Hope: A Word for the New Year

I hope the war in Ukraine ends soon. I hope my friend recovers from cancer. I hope my flight isn’t cancelled. I hope the economy does not lapse into a recession. I hope the Bengals do well in the playoffs. All these are expressions of the way we use the word “hope.” They imply wishes for positive outcomes. But in our uncertain world those outcomes are not guaranteed.

The New Testament uses the word “hope” in a more confident way. The word is used repeatedly of expectations that are grounded in the certainties of God’s promises. In the words of W.E. Vine, “Hope describes the happy anticipation of good . . .” because of “the object upon which the hope is fixed.” He cites 1 Timothy 1:1 which refers to “Christ Jesus our hope.”

So when Christians speak of the hope of the resurrection they are speaking of the confident expectation of the resurrection. This confidence is rooted in the word of Christ himself. When they refer to gospel hope, it is the assurance that the Lord will fulfill his word to us in all the promises presented in the gospel (such as forgiveness, acceptance, eternal life).

On this threshold of a new year, I ask the question: “What is the Christian hope?” The answer given in the catechism is succinct and accurate: “The Christian hope is to live with confidence in newness and fulness of life, and to await the coming of Christ in glory, and the completion of God’s purpose for the world.”

Amen. The catechism further explains, “By the coming of Christ in glory, we mean that Christ will come, not in weakness, but in power, and will make all things new.” When I use the word “hope” in connection with this, it means that I am expecting the return of Christ and looking forward to it. The new Testament calls this a “blessed hope” (Titus 2:13).

Maybe the Lord’s coming will be in the year ahead. The New Testament teaches us to live with the expectation that his coming could be at any time. Read and think deeply about the following examples.

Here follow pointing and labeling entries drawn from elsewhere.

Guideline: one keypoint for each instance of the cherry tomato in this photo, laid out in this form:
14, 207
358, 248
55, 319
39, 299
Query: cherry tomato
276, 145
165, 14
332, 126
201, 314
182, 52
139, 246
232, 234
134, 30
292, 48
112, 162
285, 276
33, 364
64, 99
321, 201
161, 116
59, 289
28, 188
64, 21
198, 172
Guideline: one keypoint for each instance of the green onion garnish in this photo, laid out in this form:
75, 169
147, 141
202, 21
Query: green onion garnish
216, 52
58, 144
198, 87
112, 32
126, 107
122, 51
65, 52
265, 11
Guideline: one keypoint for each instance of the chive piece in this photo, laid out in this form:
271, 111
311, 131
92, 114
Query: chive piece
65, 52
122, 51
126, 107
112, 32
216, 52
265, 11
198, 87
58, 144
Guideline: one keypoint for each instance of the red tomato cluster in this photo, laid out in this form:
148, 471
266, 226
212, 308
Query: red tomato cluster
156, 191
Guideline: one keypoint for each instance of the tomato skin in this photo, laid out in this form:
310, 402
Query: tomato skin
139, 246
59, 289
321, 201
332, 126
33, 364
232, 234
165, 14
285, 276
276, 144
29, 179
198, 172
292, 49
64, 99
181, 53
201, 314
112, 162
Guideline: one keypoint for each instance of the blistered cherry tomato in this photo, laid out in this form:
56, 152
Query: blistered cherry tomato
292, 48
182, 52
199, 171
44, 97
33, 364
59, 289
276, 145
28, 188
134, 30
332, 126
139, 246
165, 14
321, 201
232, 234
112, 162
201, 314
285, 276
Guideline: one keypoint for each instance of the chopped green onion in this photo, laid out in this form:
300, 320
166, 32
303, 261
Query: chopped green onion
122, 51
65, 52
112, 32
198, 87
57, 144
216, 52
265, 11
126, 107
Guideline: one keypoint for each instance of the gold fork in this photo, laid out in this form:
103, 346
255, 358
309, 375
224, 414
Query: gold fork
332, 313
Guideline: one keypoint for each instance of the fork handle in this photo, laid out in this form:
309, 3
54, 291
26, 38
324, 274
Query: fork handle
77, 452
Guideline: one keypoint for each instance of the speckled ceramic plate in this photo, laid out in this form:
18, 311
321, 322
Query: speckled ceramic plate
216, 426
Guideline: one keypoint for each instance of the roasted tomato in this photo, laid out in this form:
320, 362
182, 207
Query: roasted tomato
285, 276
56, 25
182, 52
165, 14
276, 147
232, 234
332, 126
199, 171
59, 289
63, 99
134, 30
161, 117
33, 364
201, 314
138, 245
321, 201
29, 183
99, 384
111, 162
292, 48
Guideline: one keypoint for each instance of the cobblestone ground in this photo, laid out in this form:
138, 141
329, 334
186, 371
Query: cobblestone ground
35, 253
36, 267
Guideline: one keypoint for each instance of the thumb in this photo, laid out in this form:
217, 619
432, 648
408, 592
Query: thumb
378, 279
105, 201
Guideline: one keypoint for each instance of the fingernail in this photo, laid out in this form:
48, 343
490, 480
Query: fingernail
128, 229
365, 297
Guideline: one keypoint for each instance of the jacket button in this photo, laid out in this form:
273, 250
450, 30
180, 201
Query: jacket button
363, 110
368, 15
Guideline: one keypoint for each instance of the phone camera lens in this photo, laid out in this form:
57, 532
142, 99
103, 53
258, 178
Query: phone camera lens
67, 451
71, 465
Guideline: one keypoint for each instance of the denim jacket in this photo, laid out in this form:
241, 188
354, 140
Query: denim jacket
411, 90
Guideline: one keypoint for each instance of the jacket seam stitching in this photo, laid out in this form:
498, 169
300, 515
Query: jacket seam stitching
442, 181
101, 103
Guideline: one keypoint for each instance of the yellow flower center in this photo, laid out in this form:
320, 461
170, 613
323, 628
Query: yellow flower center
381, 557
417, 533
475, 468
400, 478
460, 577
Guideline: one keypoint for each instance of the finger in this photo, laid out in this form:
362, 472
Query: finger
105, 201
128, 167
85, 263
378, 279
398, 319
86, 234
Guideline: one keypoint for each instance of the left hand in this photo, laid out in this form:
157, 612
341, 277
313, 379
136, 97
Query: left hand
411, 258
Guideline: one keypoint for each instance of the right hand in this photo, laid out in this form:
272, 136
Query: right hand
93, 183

1 Corinthians 1:7 — “. . . as you eagerly wait for our Lord Jesus Christ to be revealed.”

1 Corinthians 16:22 — “Come, Lord!”

Philippians 3:20 — “Our citizenship is in heaven. And we eagerly await a Savior from there, the Lord Jesus Christ.”

Philippians 4:5 — “The Lord is near.”

1 Thessalonians 1:10 — “. . . and to wait for his Son from heaven”

Titus 2:13 — “. . . while we wait for the blessed hope — the appearing of our great God and Savior, Jesus Christ”

Hebrews 9:28 — “So Christ . . . will appear a second time, not to bear sin, but to bring salvation to those who are waiting for him.”

James 5:7-9 — “Be patient, then, brothers and sisters, until the Lord’s coming . . .  The Lord’s coming is near. . . . The Judge is standing at the door.”

1 Peter 1:13 — “Set your hope on the grace to be brought to you when Jesus Christ is revealed at his coming.”

1 John 3:2-3 — “. . . when Christ appears, we shall be like him, for we shall see him as he is. All who have this hope in him purify themselves, just as he is pure.”

Jude 1:21 — “. . . as you wait for the mercy of our Lord Jesus Christ to bring you to eternal life.”

Revelation 3:11 — “I am coming soon.” (Also Revelation 22:7, 12, 20)

As I read these verses from God’s Word, I am motivated to meditate on the imminent return of Christ and to pray for it. I remind you that every time you pray the Lord’s prayer you say, “Thy kingdom come.” What is that but a prayer for Christ to come and fulfill his promise to bring his peace and justice to our suffering world?

The Christian hope of Christ’s literal return is not wishful thinking or an idle dream. It is a confident expectation based upon his promises. It is hope in the best sense of the word. Let that hope carry you through 2023 as you pray the prayer found on the last page of your Bible: “Come, Lord Jesus.”